Caravaggisti included Italian artists such as Orazio Gentileschi (1563-1639), Carlo Saraceni (1579-1620) and Bartolomeo Manfredi (1582-1622). In Naples, where Caravaggio's influence was especially strong, due to local Quietism, his followers included the Spaniard Jusepe Ribera (1591-1652), as well as Battistello Caracciolo (1578-1635) and Mattia Preti (1613-99).

Other followers included the Dutch painters, Gerrit van Honthorst (1592-1656) and Hendrik Terbrugghen (1588-1629); the German Adam Elsheimer (1578-1610); the Spanish painters Zurbaran (1598-1664) and Diego Velazquez (1599-1660).

In France, his followers were the French Baroque artists Moise Le Valentin (1591-1632), Simon Vouet (1590-1649), Georges de La Tour (1593-1652), and Nicolas Tournier (1599-1649), as well as Joseph Wright of Derby (1734-97), and many others. They were also known collectively as Caravaggesque painters, although Caravaggio himself never had any wish to found a school.

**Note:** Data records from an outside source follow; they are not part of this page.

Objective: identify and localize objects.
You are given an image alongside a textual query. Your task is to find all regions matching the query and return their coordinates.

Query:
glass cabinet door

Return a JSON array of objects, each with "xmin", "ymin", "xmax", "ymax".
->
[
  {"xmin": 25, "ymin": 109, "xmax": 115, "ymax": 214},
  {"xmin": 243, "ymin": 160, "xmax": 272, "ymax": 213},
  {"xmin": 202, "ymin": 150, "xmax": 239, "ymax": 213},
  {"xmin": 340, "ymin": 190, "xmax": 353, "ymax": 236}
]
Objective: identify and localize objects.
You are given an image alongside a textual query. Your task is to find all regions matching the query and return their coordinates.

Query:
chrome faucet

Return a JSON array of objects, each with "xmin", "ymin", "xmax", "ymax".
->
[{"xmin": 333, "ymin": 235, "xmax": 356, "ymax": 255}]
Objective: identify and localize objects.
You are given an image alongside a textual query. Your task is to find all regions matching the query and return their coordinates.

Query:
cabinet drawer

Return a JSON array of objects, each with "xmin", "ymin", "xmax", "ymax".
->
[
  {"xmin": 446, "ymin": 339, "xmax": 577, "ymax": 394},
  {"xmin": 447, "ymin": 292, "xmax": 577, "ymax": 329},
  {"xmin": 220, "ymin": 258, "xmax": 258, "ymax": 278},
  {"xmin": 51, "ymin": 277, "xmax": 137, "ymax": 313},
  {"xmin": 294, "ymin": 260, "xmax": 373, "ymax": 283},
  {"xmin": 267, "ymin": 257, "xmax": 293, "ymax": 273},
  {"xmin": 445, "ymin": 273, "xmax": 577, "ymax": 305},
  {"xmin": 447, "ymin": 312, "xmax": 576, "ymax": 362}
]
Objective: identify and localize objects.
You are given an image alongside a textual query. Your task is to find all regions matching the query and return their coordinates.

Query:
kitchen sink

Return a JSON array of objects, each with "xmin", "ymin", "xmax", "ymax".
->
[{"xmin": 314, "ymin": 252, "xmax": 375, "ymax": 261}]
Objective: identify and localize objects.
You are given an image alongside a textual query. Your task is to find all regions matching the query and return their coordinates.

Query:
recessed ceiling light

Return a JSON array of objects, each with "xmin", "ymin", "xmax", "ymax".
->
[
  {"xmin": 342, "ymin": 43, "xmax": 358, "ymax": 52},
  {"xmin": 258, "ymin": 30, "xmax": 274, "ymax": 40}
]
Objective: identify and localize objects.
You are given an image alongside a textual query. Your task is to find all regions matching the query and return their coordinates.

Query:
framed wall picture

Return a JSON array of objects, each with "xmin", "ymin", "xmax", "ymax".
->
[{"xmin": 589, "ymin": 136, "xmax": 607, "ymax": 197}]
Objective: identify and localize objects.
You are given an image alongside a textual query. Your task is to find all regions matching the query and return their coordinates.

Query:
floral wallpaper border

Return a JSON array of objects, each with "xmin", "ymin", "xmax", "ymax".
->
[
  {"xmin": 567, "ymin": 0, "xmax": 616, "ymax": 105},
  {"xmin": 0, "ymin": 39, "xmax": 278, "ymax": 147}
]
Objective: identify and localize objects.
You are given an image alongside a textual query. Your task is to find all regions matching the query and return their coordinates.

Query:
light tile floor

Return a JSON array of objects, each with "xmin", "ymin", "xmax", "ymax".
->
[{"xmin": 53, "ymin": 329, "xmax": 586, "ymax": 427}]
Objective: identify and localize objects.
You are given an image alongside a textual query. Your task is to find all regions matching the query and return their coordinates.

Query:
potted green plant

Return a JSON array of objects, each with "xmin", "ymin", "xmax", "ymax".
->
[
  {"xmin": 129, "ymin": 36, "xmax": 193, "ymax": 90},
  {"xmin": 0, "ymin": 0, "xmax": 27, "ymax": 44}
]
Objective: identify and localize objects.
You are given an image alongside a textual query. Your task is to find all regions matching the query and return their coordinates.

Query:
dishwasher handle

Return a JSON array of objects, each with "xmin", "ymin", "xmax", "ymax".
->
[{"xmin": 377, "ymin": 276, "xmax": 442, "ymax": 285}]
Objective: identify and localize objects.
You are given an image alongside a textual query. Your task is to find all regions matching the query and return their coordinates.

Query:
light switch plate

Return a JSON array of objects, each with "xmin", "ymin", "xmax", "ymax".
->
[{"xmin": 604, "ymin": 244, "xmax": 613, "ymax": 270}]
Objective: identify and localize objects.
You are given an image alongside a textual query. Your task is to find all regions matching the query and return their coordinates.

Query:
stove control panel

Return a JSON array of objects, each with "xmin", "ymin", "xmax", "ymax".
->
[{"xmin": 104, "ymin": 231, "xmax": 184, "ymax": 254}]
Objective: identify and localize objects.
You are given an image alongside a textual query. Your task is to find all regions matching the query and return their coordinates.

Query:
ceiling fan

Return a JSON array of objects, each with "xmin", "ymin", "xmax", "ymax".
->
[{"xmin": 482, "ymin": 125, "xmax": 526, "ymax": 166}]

His influence on European painting ranged from an adoption of his attitude of mind to a close adherence to his pictorial style. His treatment of light and shadow reinvigorated Italian painting by improving the three-dimensional quality of figures. In addition, it permitted artists to control the focus of the painting, thus increasing its dramatic content. In the hands of a master like Rembrandt, it produced greater characterization and emotional depth. Caravaggism was fully exploited by Dutch Realist artists, and by 17th century Spanish Baroque artists working on religious history painting relating to the Catholic Counter-Reformation movement.

Decline

Caravaggism first fell out of fashion in Rome, in the late 1620s, while it persisted elsewhere in Italy, notably Sicily. In Flanders, Netherlandish Utrecht and eastern France it remained popular well into the 1650s. Caravaggio's own reputation declined during the 18th century but revived during the 19th century.

Reputation

Even so, although Caravaggio's poetic realism fascinated 19th century painters like Gustave Courbet (1819-77), Edouard Manet (1832-83) and Paul Cezanne (1839-1906), it was not until the 1920s that his achievements were properly examined by the critics, including the eminent Renaissance art scholar Bernard Berenson (1865-1959) and in particular by the Italian art historian and scholar Roberto Longhi (1890-1970) who defined his style and role in European painting. Longhi placed him among other great European painters in the history of art like Jan Vermeer and Rembrandt, writing that 'with the exception of Michelangelo, no other Italian painter exercised so great an influence'. What begins with Caravaggio, is quite simply, modern painting.

Works by Caravaggio can be seen in the best art museums across the world.